Based on the study’s findings, many thousands of people have already experienced 95°F wet-bulb temperatures, though these episodes were almost certainly too brief to raise the question of survivability. Jeddah has a metro-area population of close to 4 million, and Jacobabad, where 6 of the 14 identified cases occurred, is home to about 200,000 people.
Jacobabad is accustomed to extreme heat in general: its average daily high and low in June are 112°F (44°C) and 85°F (29°C), which is hotter than any average month in Jeddah, or Phoenix for that matter.

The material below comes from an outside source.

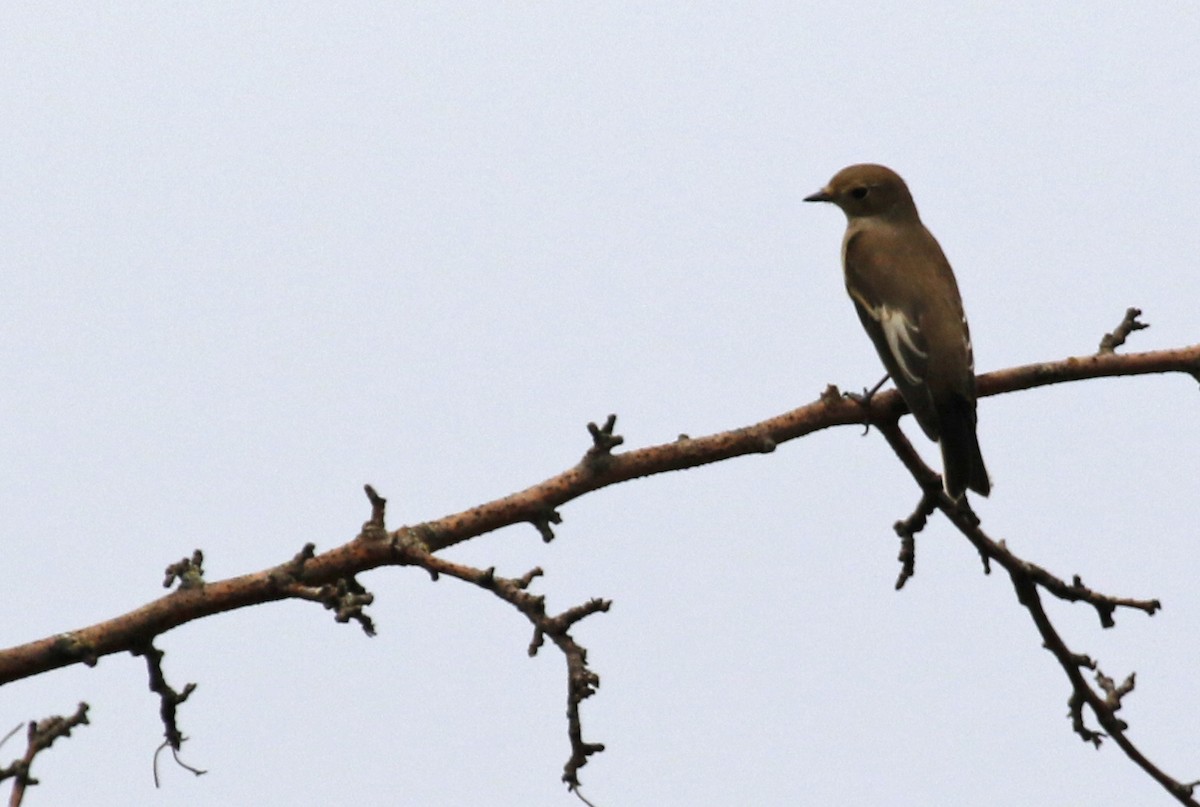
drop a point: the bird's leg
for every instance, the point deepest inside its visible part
(864, 399)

The deadliest heat waves in recent decades have struck parts of the globe where wet-bulb readings surge to levels that are less extreme than 35°C but still hugely dangerous when sustained over multiple days. “Severe mortality and morbidity impacts typically occur at much lower values [than 35°C TW],” noted Raymond and colleagues. Heat waves felled an estimated 70,000-plus people across Europe in 2003 and more than 55,000 people in Russia in 2010, according to the database EM-DAT. Regional wet-bulb values in these heat waves never exceeded 28°C (82°F), the paper points out.

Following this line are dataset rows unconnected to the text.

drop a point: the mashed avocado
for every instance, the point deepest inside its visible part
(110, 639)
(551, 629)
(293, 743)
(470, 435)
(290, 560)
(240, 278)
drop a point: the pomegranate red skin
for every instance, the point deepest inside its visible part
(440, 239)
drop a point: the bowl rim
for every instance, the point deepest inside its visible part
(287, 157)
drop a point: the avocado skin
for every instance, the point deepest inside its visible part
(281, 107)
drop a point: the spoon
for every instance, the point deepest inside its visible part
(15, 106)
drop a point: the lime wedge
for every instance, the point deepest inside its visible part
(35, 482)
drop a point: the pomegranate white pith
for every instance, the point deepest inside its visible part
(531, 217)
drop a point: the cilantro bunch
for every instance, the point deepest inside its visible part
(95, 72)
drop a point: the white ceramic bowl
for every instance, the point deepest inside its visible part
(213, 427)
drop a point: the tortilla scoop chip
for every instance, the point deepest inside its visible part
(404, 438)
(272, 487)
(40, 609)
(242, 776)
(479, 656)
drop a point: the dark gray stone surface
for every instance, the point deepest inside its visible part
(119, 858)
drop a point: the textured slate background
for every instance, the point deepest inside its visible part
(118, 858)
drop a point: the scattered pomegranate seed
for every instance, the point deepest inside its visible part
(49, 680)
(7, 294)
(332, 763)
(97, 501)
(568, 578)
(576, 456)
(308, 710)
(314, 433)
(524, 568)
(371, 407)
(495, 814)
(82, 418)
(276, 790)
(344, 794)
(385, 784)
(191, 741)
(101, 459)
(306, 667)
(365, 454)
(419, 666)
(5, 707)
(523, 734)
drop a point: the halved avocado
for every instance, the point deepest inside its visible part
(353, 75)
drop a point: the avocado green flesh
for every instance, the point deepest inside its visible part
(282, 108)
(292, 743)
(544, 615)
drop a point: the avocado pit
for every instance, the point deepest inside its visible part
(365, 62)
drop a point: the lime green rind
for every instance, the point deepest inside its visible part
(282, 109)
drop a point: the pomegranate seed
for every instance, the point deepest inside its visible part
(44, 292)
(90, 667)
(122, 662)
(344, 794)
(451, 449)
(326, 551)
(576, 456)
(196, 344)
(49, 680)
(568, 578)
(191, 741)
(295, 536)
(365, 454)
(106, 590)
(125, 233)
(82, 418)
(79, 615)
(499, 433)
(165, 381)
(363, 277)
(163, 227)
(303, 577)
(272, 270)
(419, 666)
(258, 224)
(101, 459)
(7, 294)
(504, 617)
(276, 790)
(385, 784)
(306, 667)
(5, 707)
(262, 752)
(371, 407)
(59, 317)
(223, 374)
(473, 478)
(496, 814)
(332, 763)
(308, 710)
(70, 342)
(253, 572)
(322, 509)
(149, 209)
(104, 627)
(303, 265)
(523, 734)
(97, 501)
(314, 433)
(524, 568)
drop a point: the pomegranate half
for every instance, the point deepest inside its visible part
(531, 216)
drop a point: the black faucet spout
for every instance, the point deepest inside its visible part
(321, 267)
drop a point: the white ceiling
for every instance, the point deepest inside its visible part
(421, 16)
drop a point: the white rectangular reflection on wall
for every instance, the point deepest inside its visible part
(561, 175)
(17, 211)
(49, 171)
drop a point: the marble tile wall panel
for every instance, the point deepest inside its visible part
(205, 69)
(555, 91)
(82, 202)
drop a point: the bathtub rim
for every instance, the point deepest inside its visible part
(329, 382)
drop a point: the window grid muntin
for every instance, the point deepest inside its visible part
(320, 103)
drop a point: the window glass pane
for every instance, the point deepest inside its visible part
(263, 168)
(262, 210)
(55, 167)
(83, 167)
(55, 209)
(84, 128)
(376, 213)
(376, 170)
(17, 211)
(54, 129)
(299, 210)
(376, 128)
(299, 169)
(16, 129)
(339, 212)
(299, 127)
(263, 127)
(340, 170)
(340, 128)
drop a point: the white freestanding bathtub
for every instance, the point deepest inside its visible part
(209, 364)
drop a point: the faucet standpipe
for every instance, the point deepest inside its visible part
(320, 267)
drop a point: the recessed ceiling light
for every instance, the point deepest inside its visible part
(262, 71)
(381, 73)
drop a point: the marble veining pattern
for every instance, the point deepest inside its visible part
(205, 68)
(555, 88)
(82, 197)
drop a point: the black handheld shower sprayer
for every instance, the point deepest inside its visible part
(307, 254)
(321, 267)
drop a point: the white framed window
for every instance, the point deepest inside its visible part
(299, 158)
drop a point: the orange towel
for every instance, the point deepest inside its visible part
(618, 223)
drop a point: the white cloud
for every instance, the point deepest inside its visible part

In contrast, relatively few heat deaths are reported near the Persian Gulf, where air conditioning is widespread and societies have long dealt with extreme heat. Raymond and colleagues point to “the need to ascertain how acclimation to high-heat-stress conditions is diminished as the physiological survivability limit is approached. Such efforts may also help resolve the reasons for the paucity of reported mortality and morbidity impacts associated with observed near 35°C [wet-bulb] conditions.”
A future of increased extreme heat and humidity
Looking ahead, the authors used a technique called generalized extreme value analysis to estimate the extent to which 35°C wet-bulb readings will increase with global warming. They found that a temperature increase over preindustrial values of around 2.3°C—which could occur over the next few decades—would be enough for 35°C wet-bulb values to show up regularly in gridded analyses, which suggests that multiple locations within a grid box could encounter such heat and humidity on a recurring basis.
Going forward, one of the prime areas of concern is northern India and Pakistan, where many thousands of laborers work outdoors in premonsoon heat that can reach dangerous levels. A 2015 heat wave killed more than 2500 people in northern India. As pointed out in a 2019 post by Jeff Masters, four of the ten deadliest heat waves on record in the EM-DAT database affected India and/or Pakistan.
Adaptive measures such as cooling centers have successfully reduced the toll taken by heat waves in many northern midlatitude areas over the last decade, but air conditioning is not an option for many impoverished South Indians.
“The southern Persian Gulf shoreline and northern South Asia are home to millions of people, situating them on the front lines of exposure to TW extremes at the edge of and outside the range of natural variability in which our physiology evolved,” Raymond and colleagues state in the paper. “The deadly heat events already experienced in recent decades are indicative of the continuing trend toward increasingly extreme humid heat, and our findings underline that their diverse, consequential, and growing impacts represent a major societal challenge for the coming decades.”
Jan Wesner Childs contributed to this post.